Here’s a solver for such puzzles. It uses itertools to generate possible expressions, fractions to get the arithmetic right, and eval to evaluate expressions. It’s limited to expressions formed from 4 numbers which means I don’t have to programmatically calculate different ways of parenthesising: there are only 5.

# http://blog.plover.com/math/24-puzzle.html
import re
import math

# Use fractions for exact calculations
from fractions import Fraction

# Solve for 4 numbers only!
N = 4

# So these are the only expression templates
# where X is a number and @ is an operation
templates = '''\
((X @ X) @ X) @ X
(X @ (X @ X)) @ X
X @ ((X @ X) @ X)
X @ (X @ (X @ X))
(X @ X) @ (X @ X)'''.splitlines()

import itertools as its

def defrac(s):
    return re.compile(r'Fraction\((\d+)\)').sub(r'\1', s)
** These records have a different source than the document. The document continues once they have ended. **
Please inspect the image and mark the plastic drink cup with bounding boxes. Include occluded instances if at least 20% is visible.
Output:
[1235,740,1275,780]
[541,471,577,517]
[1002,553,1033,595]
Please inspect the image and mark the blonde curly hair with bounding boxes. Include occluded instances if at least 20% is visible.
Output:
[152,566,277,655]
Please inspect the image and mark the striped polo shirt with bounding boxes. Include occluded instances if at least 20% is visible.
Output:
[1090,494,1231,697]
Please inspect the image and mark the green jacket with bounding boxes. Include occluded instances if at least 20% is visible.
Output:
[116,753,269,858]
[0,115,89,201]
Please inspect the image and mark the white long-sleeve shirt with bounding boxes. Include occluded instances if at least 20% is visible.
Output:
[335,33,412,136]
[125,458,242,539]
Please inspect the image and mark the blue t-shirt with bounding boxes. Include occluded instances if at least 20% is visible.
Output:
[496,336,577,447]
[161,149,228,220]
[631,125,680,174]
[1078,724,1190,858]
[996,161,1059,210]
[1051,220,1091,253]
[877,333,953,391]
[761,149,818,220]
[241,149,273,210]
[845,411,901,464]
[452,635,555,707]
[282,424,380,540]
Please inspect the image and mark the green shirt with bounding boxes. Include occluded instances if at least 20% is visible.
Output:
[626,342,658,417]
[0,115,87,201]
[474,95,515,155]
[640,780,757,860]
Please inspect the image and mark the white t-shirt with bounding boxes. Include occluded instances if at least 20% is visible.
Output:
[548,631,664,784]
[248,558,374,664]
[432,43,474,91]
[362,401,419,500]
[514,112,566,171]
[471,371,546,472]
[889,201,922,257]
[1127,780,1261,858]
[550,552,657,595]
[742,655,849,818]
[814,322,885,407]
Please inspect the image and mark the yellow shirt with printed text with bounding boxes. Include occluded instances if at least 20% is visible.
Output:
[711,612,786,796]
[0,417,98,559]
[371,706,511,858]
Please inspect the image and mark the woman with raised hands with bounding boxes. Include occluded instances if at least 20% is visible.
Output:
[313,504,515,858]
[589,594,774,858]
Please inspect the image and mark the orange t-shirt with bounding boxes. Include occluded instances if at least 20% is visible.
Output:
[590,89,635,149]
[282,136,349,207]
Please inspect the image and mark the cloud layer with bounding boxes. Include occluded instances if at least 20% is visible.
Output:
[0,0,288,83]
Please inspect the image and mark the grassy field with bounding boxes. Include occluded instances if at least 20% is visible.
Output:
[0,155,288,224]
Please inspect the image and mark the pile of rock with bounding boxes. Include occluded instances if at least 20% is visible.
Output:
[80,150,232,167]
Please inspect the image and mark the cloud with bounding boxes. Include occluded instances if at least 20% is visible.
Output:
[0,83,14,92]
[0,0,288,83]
def evaluate(nums, ops, template):
    fracs = ('Fraction(%s)' % n for n in nums)
    ops = iter(ops)
    expr = ''.join(next(fracs) if c == 'X' else
                   next(ops) if c == '@' else c
                   for c in template)
    try:
        return expr, eval(expr)
    except ZeroDivisionError:
        return expr, None

def solve(spec, ops):
    numbers = re.compile(r'\d+').findall(spec)
    assert len(numbers) == N + 1
    result = Fraction(numbers.pop())
    seqs = its.product(its.permutations(numbers),
                       its.product(ops, repeat=N-1),
                       templates)
    print(defrac(next((e for e, v in its.starmap(evaluate, seqs)
                       if v == result),
                      'Impossible')))

def main():
    solve('2,5,6,6 => 17', '+-/*')
    solve('3,3,8,8 => 24', '+-/*')

main()

Here’s a second attempt, which doesn’t assume there will just be 4 numbers on the left hand side of the equation. Given a sequence of numbers and a set of operators, it repeatedly reduces the sequence length by picking pair of numbers and combining them using one of the operators, iterating over all possible ways of doing this. The first sequence of length 1 which equals the target value gives a solution and terminates the search.

# http://blog.plover.com/math/24-puzzle.html
from fractions import Fraction
import itertools as its
import operator
import re

def pick2(xs):
    return ((p[:2], p[2:]) for p in its.permutations(xs))

def allow(op, l, r):
    return op != '/' or eval(r) != 0

def apply(op, l, r):
    return '(%s%s%s)'%(l, op, r)

def values(xs, ops):
    L = [xs]
    while L:
        xs = L.pop()
        if len(xs) == 1:
            yield xs.pop()
        else:
            L.extend([apply(op, *lr)] + list(tl)
                     for op, (lr, tl) in its.product(ops, pick2(xs))
                     if allow(op, *lr))

def solve(spec, ops):
    numbers = ['Fraction(%s)'%n for n in re.compile(r'\d+').findall(spec)]
    target = eval(numbers.pop())
    print(next((v for v in values(numbers, ops) if eval(v) == target), 'Impossible'))

def main():
    solve('2,5,6,6 => 17', '+-/*')
    solve('3,3,8,8 => 24', '+-/*')

main()